Stochastic multi-scale models of competition within heterogeneous cellular populations: simulation methods and mean-field analysis

TL;DR

This paper introduces a stochastic multi-scale modeling framework for heterogeneous cellular populations, analyzing their dynamics and response to therapies through mean-field analysis and simulations, highlighting heterogeneity and resistance mechanisms.

Contribution

The study develops a novel stochastic age-dependent model incorporating feedback control and analyzes heterogeneity effects and therapy resistance in cellular populations.

Findings

Age to G1/S transition scales simply, simplifying computations.
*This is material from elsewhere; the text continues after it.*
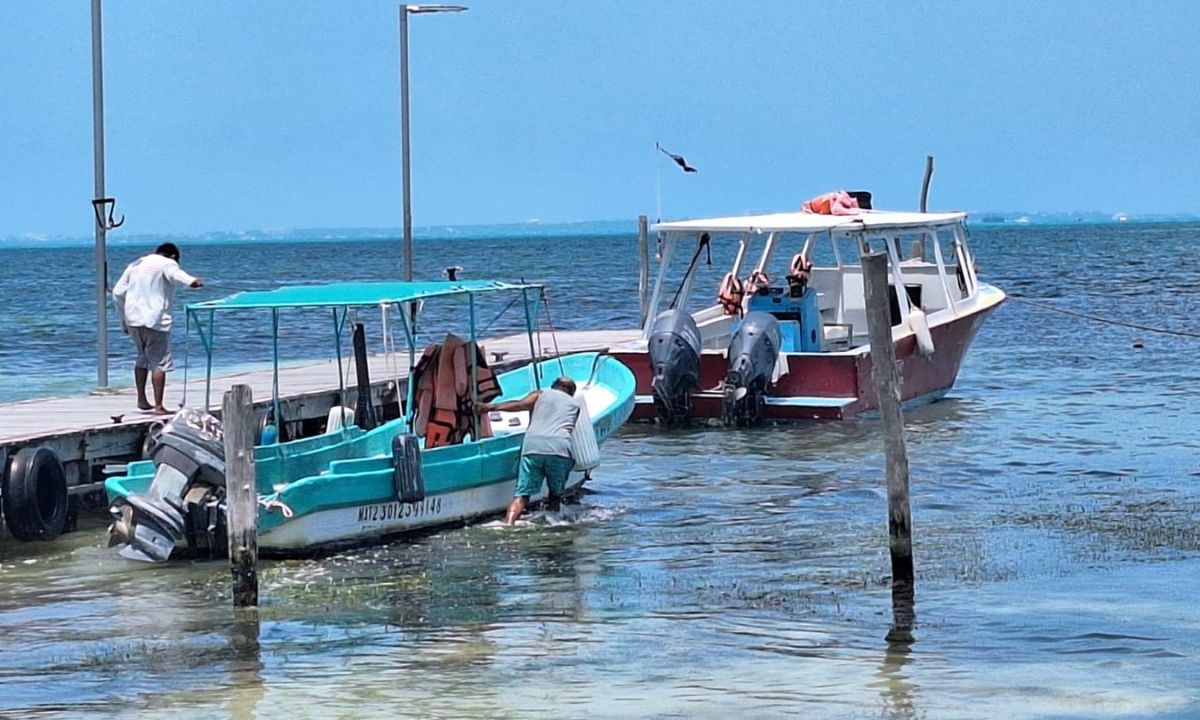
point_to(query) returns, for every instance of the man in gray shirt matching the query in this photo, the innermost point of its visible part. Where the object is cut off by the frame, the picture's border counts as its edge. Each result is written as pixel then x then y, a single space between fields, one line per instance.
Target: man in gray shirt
pixel 546 450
Heterogeneous populations exhibit quasi-neutral competition.

High survival therapy can rescue quiescent cells, leading to resistance.

Abstract

We propose a modelling framework to analyse the stochastic behaviour of heterogeneous, multi-scale cellular populations. We illustrate our methodology with a particular example in which we study a population with an oxygen-regulated proliferation rate. Our formulation is based on an age-dependent stochastic process. Cells within the population are characterised by their age. The age-dependent (oxygen-regulated) birth rate is given by a stochastic model of oxygen-dependent cell cycle progression. We then formulate an age-dependent birth-and-death process, which dictates the time evolution of the cell population. The population is under a feedback loop which controls its steady state size: cells consume oxygen which in turns fuels cell proliferation. We show that our stochastic model of cell cycle progression allows for heterogeneity within the cell population induced by stochastic effects. Such heterogeneous behaviour is reflected in variations in the proliferation rate. Within this set-up, we have established three main results. First, we have shown that the age to the G1/S transition, which essentially determines the birth rate, exhibits a remarkably simple scaling behaviour. This allows for a huge simplification of our numerical methodology. A further result is the observation that heterogeneous populations undergo an internal process of quasi-neutral competition. Finally, we investigated the effects of cell-cycle-phase dependent therapies (such as radiation therapy) on heterogeneous populations. In particular, we have studied the case in which the population contains a quiescent sub-population. Our mean-field analysis and numerical simulations confirm that, if the survival fraction of the therapy is too high, rescue of the quiescent population occurs. This gives rise to emergence of resistance to therapy since the rescued population is less sensitive to therapy.